Gordon sat in one of the bleacher chairs. Tears rolled down his cheeks. “I’m brain-dead. I don’t have Gordon Hill’s brain anymore. Just his memories.”
“Does Hemmett know? Does West?”
Gordon nodded. He stood and took off his glasses and wiped his red, bleary eyes. “Let’s get out of here.”
Blaise searched for something comforting to say. “I’ll talk to your wife,” he finally said. “I won’t tell her. You still love her, don’t you, Gordon? She loves you.”
They stepped into the glaring sun. “She loves Gordon Hill.”
“You’re Gordon Hill.”
“Would you still be Blaise Cunningham? Or would you be some kind of echo lodged in the brain of a worm? You know, every animal is born with ingrained knowledge. Mammals, how to suckle. Worms, how to eat. Even man has the urge to mate without instruction. Australian wild dogs feign death. Probably the most advanced animal to be born with that survival mechanism. The matrix must exert itself.” Blaise couldn’t answer that at all. Not then.
“Dobie is my only long-term experimental animal, Blaise. Dr. Hemmett had all the others destroyed. I wasn’t even allowed to do an autopsy.”
“I see.” Blaise studied his hands. “You’re your own guinea pig. And Dobie.”
“You understand how important this is?”
“Yes. Is there any way I can reach you?”
“Can you remember this telephone number?”
Blaise repeated it.
“You can call me there without anyone knowing.”
“Is it important that no one knows?”
“It’s important to you.”
They stared at each other in silence. “Can you get out if you want to, Gordon?”
“I’m not a prisoner. They need me. But they want to know everything I do, every place I go, everyone I see. It’s not safe for the people I talk to. My that fellow who goes around holding up walls—if I talk, he listens. Not for himself, you understand.” Gordon stuck his hands in his pockets. “Tell Stella to get the kids out of school and go hide. Hide good.”
“Why? If they need your cooperation, Gordon?”
“Jensen had orders to kill Dobie if he couldn’t catch him.” Blaise nodded. “Do they know you’re your own guinea pig?”
“I don’t want them to find out.” Gordon held his hand out and Blaise took it. “I
can’t tell you everything, but you’ll figure it out.” Gordon slipped away into the crowd. Linda seemed disappointed when she came back.
“What did he talk about that I couldn’t hear?”
“His sex life.”
“You’re lying.”
“Just getting in practice for my next meeting with your uncle.”
Linda contemplated Blaise, her own thoughts hidden.
He made a point of going out by a different exit than Gordon used. The holiday crowd absorbed them and Blaise thought they were home free when a voice said, “Fancy meeting you here!”
The man who had introduced himself on the plane smiled, showing strong teeth. His pinstripe suit had been switched for pastel slacks.
“How was the park?

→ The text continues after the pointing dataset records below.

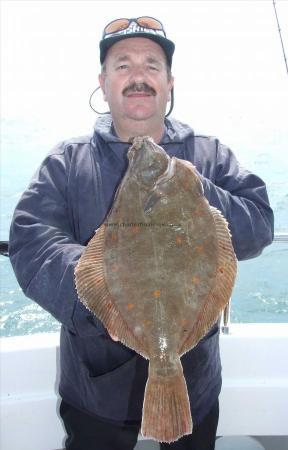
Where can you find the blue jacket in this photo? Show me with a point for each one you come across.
(66, 201)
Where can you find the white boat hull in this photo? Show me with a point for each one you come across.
(253, 401)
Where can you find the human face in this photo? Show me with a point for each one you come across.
(135, 82)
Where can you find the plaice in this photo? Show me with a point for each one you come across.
(158, 273)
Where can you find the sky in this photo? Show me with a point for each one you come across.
(230, 76)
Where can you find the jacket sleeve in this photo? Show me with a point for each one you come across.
(43, 250)
(242, 198)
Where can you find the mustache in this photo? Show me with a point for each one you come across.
(139, 87)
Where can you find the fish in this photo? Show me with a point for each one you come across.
(158, 272)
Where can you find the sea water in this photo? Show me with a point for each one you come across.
(261, 290)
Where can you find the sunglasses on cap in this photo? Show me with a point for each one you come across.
(145, 22)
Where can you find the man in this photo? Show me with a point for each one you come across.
(102, 382)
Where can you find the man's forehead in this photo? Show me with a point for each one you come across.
(130, 46)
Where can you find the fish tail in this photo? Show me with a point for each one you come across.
(166, 410)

Wonderful buffet. Lots of pasta.” Blaise stared.
“Well,” he said. “I see you didn’t take my advice.”
“I don’t remember any.”
“That’s all right. I’ll remind you. Later.” As they walked past he called. “By the way, Dr. Cunningham!”

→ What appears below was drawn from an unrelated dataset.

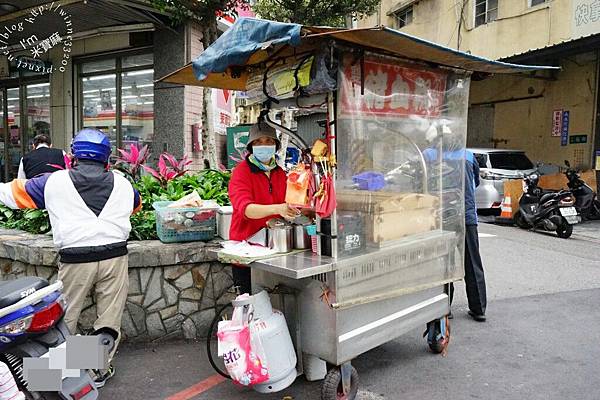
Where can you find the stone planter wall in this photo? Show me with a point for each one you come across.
(174, 289)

Blaise turned. Linda tugged at his arm.
“I should tell you. Dr. Hemmett says you have some property that belongs to GENRECT.” The button man smiled. “I don’t have anything.”
“Sure you do, Doctor. Dr. Hemmett wants it back.” Slowly, comprehension dawned. “I’m not sure it belongs to Dr. Hemmett. Besides . . .”

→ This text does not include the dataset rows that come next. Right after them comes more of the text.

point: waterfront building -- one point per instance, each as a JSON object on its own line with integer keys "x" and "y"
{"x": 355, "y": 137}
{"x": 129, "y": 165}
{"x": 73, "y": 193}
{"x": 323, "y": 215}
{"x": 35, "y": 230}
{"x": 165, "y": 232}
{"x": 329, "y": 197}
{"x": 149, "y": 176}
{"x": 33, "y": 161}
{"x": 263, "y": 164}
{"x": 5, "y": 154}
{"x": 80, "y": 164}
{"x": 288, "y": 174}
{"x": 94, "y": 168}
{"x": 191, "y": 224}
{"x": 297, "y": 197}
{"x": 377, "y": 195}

Blaise hesitated. Too much depended on the right answer. “Considering Dr. Hemmett’s intentions, I can’t do that. Neither should you.” He looked the stranger solemnly in the eye.
The button man examined Blaise carefully. “You may well be right, Dr. Cunningham.” He laughed. “Well, you’re in luck today because property recovery isn’t my job. That’s somebody else’s. But I’d be very careful about loose ends if I were you.”
“I appreciate the advice.”
“I have my reasons.” He contemplated Blaise and Linda for what seemed an eternity. Finally he seemed to make up his mind. “You can always leave word with the GENRECT switchboard if you have anything to say to me. Ask for Sergio Paoli.”
Blaise blinked. “Will Dr. Hemmett stand for that?”